Phillips’ recent published work includes co-authorship of In Spirit and Truth: United Methodist Worship for the Emerging Church and The Apostolic Tradition: A Commentary in the Hermeneia Commentary Series as well as a co-editorship of Studia Liturgica Diversa, Essays in Honor of Paul Bradshaw.

He earned a bachelor’s degree from the University of Tennessee at Martin; his M.Div. from Candler School of Theology; and both a master’s degree and a Ph.D. from the University of Notre Dame.


Chilcote
Paul Chilcote, visiting professor of the practice of evangelism, joins Duke Divinity School from Asbury Theological Seminary’s Florida faculty. His academic areas of interest include Evangelism, Wesleyan spirituality, women of early Methodism, Wesleyan worship and hymnody, and missiology.

In addition to his work at Asbury, his previous posts include faculty positions at The Methodist Theological School in Ohio, Africa University in Zimbabwe, and St. Paul’s United Theological College in Kenya.

Chilcote, who has pastoral experience in North Carolina and Indiana, is president of The Charles Wesley Society and co-chair of the World Methodist Council/Salvation Army Dialogue. He also has worked with the World Methodist Council-sponsored Oxford Institute of Methodist Theological Studies and the global Theological Education Committee.

He is the author of Recapturing the Wesleys' Vision (IVP), Praying in the Wesleyan Spirit (Upper Room), The Wesleyan Tradition (Abingdon), and Her Own Story: Autobiographical Portraits of Early Methodist Women (Kingswood).

Chilcote earned his bachelor’s degree from Valparaiso University and his M.Div. and Ph.D. at Duke.


At Duke Divinity School these new faculty members join such celebrated scholars and teachers in Wesleyan studies, history and tradition as Richard Heitzenrater, Geoffrey Wainwright, Teresa Berger, L. Gregory Jones, Laceye Warner, Warren Smith and Bishop Kenneth Carder. Heitzenrater, best known for discovering the “key” to Wesley’s Oxford diaries, is widely considered the premier Wesley scholar of his generation.

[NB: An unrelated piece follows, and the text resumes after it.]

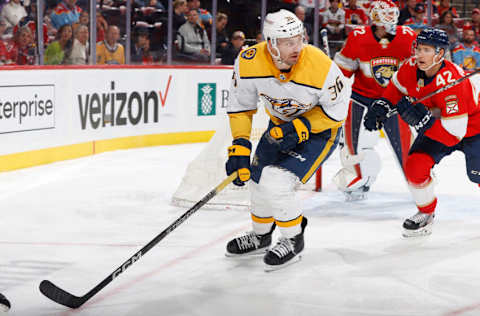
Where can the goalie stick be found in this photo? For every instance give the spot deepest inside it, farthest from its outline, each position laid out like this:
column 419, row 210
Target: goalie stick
column 431, row 94
column 62, row 297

Also joining the divinity school faculty this year are Timothy Tyson, visiting professor of American Christianity and southern culture; William Ritter, visiting professor of preaching and ministry; Sam Wells, who becomes dean of Duke Chapel as well as research professor of Christian ethics; Jo Wells, who becomes director of Anglican studies and associate professor of the practice of Christian ministry and Bible; Tammy Williams, who is assistant professor of theology and black church studies, and Lauren Winner, who will be a visiting faculty member in spirituality.